Being well equipped (sartorially) was probably the main reason Remus had been chosen for this job. He was new to the pack and the alpha didn't fully trust him yet, but he'd been living rough far less time than the others, and as such was in much better shape to undertake a scavenging trip into the nearest village – Upper Flagley, this time.
The road into the village was getting more built up now, giving over from trees and bramble to small cottages and caravans. Remus plodded along silently; the stealthy tread of the wolf never left him from moon to moon. As a child, this had bothered him immensely. Remus had intentionally pounded, flat-footed, round the house and Hogwarts, taking care that each step should make a satisfying 'slap' on the flagstones or wood. But by early third year, Peter had worked out why he walked like that, and James and Sirius had teased him mercilessly about it, before it had occurred to all of them what an advantage his stealth might be in Marauding adventures.
Since he was thirteen, Remus had walked as quietly as, well, a wolf.
He smiled into his collar at the memory. It cheered him to think of his friends while he was undercover; gave him strength to know that they were out there, fighting as he was. The companionship they provided, even at a distance of hundreds of kilometers, was his greatest treasure.
He shook his head, clearing it of reminiscences and refocusing on the task at hand. He was nearly to the village centre now; a pub to his left was spilling light and noise into the night with each swing of its door. Remus walked on.
A row of houses marched orderly down the lane until it stopped abruptly at a junction with the high street. In the distance Remus could see the fluorescent haze of a chain store's lights, and his feet followed its beckoning. Silently he walked past the soldier-straight houses, shrouded by the night and the fog.
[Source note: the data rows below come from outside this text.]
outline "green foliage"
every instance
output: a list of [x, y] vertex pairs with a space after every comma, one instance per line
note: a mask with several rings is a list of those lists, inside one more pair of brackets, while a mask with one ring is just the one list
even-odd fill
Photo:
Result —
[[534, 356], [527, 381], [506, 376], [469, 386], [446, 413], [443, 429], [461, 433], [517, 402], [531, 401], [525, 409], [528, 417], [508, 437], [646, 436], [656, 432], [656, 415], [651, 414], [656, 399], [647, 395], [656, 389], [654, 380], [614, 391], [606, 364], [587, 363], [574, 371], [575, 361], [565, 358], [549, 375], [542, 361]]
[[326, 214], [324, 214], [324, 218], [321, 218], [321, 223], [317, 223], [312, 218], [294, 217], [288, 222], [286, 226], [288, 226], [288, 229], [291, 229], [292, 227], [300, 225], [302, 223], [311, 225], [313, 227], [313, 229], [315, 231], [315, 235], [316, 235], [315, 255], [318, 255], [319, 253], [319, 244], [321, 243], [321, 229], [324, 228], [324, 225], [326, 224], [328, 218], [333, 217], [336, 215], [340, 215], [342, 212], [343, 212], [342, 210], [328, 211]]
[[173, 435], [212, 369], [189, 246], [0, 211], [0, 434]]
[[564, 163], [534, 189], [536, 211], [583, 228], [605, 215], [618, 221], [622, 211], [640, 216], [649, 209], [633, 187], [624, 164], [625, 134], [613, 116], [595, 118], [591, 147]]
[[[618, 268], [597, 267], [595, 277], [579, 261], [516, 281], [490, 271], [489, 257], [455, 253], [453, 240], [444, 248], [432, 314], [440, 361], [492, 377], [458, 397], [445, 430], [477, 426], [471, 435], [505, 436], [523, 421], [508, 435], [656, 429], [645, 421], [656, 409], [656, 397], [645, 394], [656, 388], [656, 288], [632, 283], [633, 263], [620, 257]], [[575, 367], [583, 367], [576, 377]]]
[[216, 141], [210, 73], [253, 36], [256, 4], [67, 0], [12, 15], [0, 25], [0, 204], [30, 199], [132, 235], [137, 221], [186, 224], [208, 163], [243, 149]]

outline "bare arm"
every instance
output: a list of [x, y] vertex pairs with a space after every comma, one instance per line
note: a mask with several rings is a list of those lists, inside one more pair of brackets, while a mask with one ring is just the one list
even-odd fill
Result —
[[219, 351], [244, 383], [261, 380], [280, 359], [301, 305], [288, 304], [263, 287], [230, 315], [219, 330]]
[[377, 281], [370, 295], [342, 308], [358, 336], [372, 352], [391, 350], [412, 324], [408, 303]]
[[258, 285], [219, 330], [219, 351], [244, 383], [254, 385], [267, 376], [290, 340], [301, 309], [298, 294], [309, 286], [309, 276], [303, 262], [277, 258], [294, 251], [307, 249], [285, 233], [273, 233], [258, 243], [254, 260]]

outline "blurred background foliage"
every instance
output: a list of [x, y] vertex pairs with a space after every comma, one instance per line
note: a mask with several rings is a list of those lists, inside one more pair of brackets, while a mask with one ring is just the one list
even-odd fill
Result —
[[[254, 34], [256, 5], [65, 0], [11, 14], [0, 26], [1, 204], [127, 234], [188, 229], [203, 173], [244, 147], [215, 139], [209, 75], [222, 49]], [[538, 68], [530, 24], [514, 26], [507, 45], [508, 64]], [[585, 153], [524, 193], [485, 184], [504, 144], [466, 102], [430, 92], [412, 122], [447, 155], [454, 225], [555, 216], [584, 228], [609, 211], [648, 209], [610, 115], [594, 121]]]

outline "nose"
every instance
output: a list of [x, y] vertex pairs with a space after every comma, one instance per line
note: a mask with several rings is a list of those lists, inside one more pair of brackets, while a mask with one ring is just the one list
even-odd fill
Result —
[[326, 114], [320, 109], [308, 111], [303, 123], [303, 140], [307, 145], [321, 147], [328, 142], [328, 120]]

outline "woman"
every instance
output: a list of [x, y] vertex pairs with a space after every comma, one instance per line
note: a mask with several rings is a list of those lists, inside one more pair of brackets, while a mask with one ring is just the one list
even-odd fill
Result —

As a Marauder, and now as a member of the Order of the Phoenix, Remus appreciated his ability to move with stealth and secrecy; it had saved him from detention on many occasions, and from much worse on several others. But there was something in him – that young boy lurking perhaps - that longed to slap his feet on the pavement and announce his presence to the inhabitants of these houses. To shout, 'I am Remus Lupin and I am one of you. Here I am.'
Silently, Remus walked on.
There will be time, there will be time
To prepare a face to meet the faces that you meet;
Dorcas peered, wide-eyed, into the steam-laden mirror above her basin as she carefully traced her lid with a kohl pencil. She leaned back to examine the effect and she sighed.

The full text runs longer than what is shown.